Aprovados no concurso público da Prefeitura de Luís Correia, para o cargo de Procurador do Município, procuraram o GP1 nesta terça-feira (06) para denunciar que até o momento não foram convocados para assumir as vagas, segundo eles, devido a irregularidades por parte do prefeito Kim do Caranguejo.

Em denúncia formulada junto ao Tribunal de Contas do Estado do Piauí (TCE-PI), consta que o prefeito teria firmado contratos irregulares com escritórios de advocacia, com comissionados, além de apadrinhamento político, fatos estes que ocasionaram preterição da ordem da lista de chamada do concurso público.

Um dos aprovados no concurso, que preferiu não se identificar, afirma que apesar de ter sido selecionado no certame não foi chamado para ocupar o cargo de procurador do município, já que o prefeito mantém contratos irregulares com comissionados que exercem o papel de procurador da cidade.

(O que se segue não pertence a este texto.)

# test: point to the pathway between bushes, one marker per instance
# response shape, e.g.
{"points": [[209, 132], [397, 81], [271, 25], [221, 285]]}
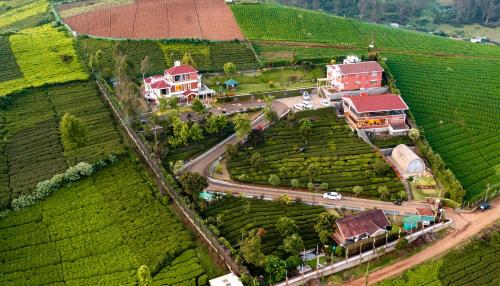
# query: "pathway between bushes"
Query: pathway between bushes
{"points": [[465, 226]]}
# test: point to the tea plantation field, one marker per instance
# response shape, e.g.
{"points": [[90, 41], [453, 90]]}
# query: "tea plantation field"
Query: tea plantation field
{"points": [[98, 231], [340, 158], [207, 56], [475, 264], [457, 103], [43, 55], [32, 151], [239, 215], [280, 23]]}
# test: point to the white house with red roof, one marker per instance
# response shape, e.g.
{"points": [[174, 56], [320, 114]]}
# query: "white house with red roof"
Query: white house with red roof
{"points": [[355, 75], [376, 113], [180, 81]]}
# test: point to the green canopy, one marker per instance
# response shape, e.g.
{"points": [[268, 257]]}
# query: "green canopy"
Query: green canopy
{"points": [[231, 82]]}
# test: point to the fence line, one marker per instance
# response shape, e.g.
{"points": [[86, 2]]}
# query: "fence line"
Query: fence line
{"points": [[196, 222], [358, 259]]}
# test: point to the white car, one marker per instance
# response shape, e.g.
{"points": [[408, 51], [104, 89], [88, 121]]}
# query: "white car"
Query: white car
{"points": [[332, 196], [307, 105], [299, 106], [306, 95], [326, 102]]}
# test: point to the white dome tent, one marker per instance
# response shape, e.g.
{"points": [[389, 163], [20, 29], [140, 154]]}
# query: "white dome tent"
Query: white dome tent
{"points": [[408, 163]]}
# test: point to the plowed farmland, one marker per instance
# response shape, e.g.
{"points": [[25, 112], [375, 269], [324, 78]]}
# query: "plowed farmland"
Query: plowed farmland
{"points": [[146, 19]]}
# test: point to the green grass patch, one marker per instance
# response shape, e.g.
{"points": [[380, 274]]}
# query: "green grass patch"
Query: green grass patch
{"points": [[459, 125], [98, 231], [343, 160], [238, 215]]}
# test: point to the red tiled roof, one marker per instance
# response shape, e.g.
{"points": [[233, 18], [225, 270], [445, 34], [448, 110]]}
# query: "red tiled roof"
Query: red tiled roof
{"points": [[188, 92], [161, 84], [182, 69], [425, 212], [369, 221], [362, 67], [149, 79], [378, 102]]}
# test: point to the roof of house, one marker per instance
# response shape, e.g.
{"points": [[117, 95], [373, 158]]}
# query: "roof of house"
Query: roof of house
{"points": [[425, 212], [378, 102], [231, 82], [411, 219], [161, 84], [362, 67], [369, 221], [182, 69]]}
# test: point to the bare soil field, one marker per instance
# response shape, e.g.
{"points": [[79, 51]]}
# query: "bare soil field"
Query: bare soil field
{"points": [[160, 19]]}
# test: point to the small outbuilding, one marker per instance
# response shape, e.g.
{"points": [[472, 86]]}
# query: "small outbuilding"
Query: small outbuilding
{"points": [[231, 83], [226, 280], [407, 162]]}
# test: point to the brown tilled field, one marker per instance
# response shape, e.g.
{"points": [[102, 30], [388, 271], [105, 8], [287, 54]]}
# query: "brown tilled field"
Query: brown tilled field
{"points": [[160, 19]]}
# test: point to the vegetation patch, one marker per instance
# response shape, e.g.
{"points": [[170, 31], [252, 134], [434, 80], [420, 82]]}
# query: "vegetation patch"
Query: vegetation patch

“A Prefeitura de Luís Correia realizou o concurso e aí foram nomeadas apenas duas pessoas, sendo que uma pediu exoneração e no caso ficou a lista com mais cinco pessoas para serem renomeadas para ser procurador do município. Ocorre que a prefeitura tem vários contratos com escritórios de advocacia, provavelmente de amigos ou conhecidos do prefeito que estão representando o município”, contou ao GP1.

Ainda segundo o denunciante, funcionários em cargo comissionado estariam exercendo a função de procurador. “Existem escritórios que ganham até R$ 15 mil por mês, mediante isso formulamos a denúncia no Tribunal de Contas e não é só isso, existem vários comissionados na prefeitura que exercem a atividade de procurador do município. Além disso existem diversas vagas em aberto e o prefeito não convoca os selecionados”, relatou.

Leia o processo na íntegra abaixo ou clique aqui.

Outro lado

O GP1 tentou contato com o prefeito de Luís Correia, Kim do Caranguejo, mas até o fechamento desta matéria o gestor não foi localizado.